I paused to eat a hard-boiled egg. I didn’t pop it in my mouth whole and moosh it up, as I might have done if I had been alone or with other kids. And I never for a moment considered mooshing it up in my mouth and then slamming my hands against my bulging cheeks and spewing egg debris all over the desk, which in those days could be funny in the right crowd. I cut the egg in four and used a fork and swallowed discreetly. Then I said, “It might be fun if we had small brains like birds and fish do. Their routines probably are fun for them. But our brains are too big for us to do the same thing every day, the same way, all the time. We’d go freaking nuts.”
She blotted her mouth with a napkin, so I did, too, and she said, “What would be the point of making big-brain humans and then having all of them do the same thing as all the others?”
“Yeah, it wouldn’t make sense. That’s what I’m saying.”
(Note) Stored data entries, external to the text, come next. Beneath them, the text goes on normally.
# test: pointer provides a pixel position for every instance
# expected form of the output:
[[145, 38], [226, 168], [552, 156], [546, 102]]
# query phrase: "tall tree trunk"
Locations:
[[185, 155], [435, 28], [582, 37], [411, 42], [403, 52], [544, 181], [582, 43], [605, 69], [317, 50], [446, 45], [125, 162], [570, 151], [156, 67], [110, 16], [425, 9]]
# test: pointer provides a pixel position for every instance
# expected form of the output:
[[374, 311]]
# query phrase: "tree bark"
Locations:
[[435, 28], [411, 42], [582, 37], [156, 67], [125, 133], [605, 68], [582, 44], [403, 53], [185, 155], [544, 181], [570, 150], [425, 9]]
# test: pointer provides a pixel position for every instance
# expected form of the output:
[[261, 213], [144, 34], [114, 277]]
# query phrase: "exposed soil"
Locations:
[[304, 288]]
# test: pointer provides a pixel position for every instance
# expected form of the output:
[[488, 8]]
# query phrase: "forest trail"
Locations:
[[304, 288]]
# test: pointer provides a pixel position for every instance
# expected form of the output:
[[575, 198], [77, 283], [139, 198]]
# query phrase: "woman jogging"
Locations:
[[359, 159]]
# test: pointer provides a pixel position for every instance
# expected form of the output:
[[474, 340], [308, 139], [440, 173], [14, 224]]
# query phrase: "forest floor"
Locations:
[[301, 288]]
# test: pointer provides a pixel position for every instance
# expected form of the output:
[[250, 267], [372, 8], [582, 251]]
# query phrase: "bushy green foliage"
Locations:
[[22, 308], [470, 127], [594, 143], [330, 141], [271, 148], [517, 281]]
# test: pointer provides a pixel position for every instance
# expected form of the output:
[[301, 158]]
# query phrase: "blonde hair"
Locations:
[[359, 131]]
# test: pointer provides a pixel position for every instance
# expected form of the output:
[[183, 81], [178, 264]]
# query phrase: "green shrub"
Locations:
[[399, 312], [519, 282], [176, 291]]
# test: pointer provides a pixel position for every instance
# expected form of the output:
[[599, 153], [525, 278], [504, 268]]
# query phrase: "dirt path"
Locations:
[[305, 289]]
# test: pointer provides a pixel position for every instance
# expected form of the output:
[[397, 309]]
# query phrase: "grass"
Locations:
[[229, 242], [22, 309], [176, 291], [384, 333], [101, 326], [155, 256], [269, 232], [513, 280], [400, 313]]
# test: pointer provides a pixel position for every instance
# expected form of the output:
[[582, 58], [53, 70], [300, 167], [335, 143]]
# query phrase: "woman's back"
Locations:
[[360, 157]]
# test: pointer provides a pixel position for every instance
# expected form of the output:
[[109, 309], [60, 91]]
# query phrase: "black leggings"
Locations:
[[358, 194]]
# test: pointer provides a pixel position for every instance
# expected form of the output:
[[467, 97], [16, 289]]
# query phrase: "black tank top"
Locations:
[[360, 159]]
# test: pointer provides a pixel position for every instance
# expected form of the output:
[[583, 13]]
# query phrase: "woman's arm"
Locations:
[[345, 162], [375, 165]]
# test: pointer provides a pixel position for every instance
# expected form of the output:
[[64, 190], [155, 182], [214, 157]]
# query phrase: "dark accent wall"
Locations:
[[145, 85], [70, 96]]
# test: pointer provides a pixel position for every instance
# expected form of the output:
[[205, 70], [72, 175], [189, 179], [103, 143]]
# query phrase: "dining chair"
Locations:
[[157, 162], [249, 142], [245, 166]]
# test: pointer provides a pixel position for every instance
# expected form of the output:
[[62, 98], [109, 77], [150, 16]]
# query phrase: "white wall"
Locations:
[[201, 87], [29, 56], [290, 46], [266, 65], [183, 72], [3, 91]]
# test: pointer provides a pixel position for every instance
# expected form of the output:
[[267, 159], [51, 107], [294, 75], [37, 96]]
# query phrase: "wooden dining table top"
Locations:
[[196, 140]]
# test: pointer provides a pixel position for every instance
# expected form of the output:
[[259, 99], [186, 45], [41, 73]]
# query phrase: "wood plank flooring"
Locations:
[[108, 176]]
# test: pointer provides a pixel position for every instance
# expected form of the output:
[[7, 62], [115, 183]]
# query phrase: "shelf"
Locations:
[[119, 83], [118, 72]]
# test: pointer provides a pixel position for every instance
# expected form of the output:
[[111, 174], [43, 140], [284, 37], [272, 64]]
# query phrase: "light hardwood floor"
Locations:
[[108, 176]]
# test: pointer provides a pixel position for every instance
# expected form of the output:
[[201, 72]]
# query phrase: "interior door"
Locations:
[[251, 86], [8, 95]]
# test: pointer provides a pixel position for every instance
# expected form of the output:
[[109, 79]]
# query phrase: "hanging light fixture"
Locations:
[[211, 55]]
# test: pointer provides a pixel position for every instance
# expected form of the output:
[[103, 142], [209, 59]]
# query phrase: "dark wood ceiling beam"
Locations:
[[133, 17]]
She smiled. “We need to have the ability—the right—to make our own choices, even though we make mistakes. We learn from our mistakes, or we should. Scientists learn from their mistakes, and that’s how science advances. Trial and error. Without error, there would be no progress.” We ate in silence for a few minutes, until she said, “Now we come to the hard part, huh?”
“Totally,” I agreed.
“Tell me what you think the hard part is.”
After I finished my chicken salad, I said, “If we can make choices, we can make either good ones or really bad ones.”
“It’s called ‘free will,’” she said. “We can be kind to one another and love one another—or we can be cruel and do evil.”
I didn’t want to cry, and I didn’t think I would, but then I thought of the evil that Litton’s father committed, and tears came. They were quiet tears, but I couldn’t stop them for a while.
Then I said, “So that’s the deal, I guess, huh?”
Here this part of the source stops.